一夏夕涼み
文香は今日も8時間と言う長時間のバイトを終えいつものアパートに帰ってきた。
決して短いとは言えない家までの帰り道を徒歩で帰る、家に着く頃にはの身体芯まで冷え切ってしまっていた。
それと言っても毎回のことだし、慣れはしないが驚きもしない、いつもの事なのだから……
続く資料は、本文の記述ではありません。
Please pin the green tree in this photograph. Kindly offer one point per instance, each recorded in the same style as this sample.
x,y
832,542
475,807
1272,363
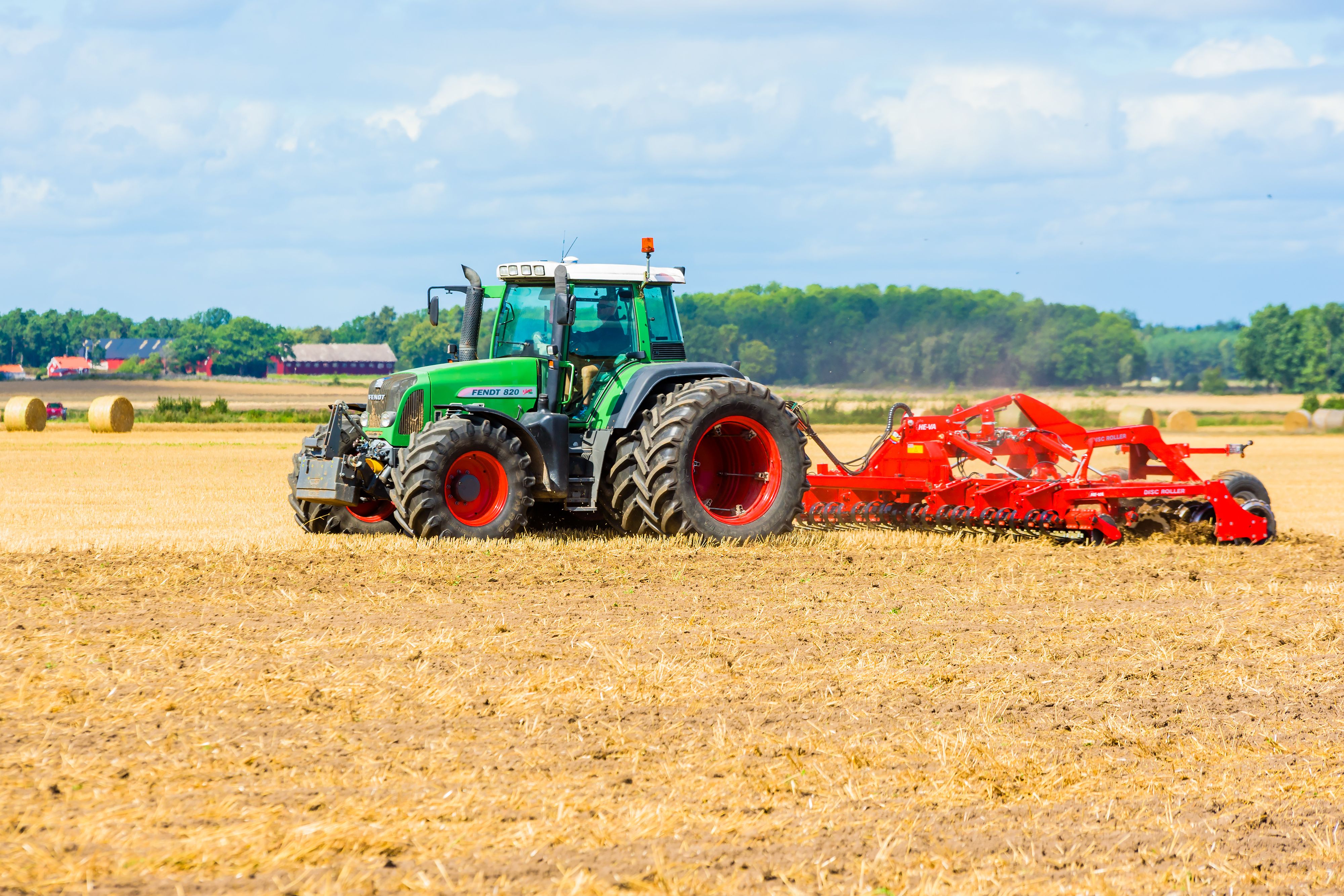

まずは凍える身体を温めるため風呂に入る、そして今日1日の事を振り返るのが文香の日課だ。
そして風呂から上がると真帆が作ってくれた夕食を食べる、決して豪華な食事ではないしお腹も満足に膨れる訳じゃない、
しかし真帆が作った料理はとてもとても美味しいのだこれは文香にしか分からない事だろう。
1人でする食事も悪くない、好きな動画やテレビを見ながら食べれるからだ、食事を済ませるともうすぐベッドへ行って寝てしまう。
行きたくもない学校へ行きやりたくもないバイトを一日中してるんだ、すぐに寝てしまって当然なのだ。
しかし文香はその事に対してとても罪悪感を抱いているのだった、家に帰って勉強や友達とのライン、インスタもせず寝てしまうのだから。
文香の周りにはアルバイトをする生徒なんて1人としていなかった、だから文香は友達もろくに出来ず誰も恨むことも出来ず罪悪感に苛まれながら眠りにつく事も少なくないのだ。
しかし罪悪感に苛まれるよりもある憧れを抱きながら眠る事の方が遥かに多い。
そしていつもの朝がやって来る、文香が起きる朝7時に真帆が帰ってくる、夜勤で働いているので文香が起きる頃に仕事から帰ってくるのだ。
親子2人が屋根を共にする唯一の時間だ、一緒に朝食を食べるやっぱり真帆の作る料理は格別なのだ。
眠たそうに目を擦る真帆に少し気を使いながら昨日起こった些細な事を共有する2人にとっての特別な時間がもうすぐ終わる、そして文香は高校へ真帆はベッドへ向かうのであった。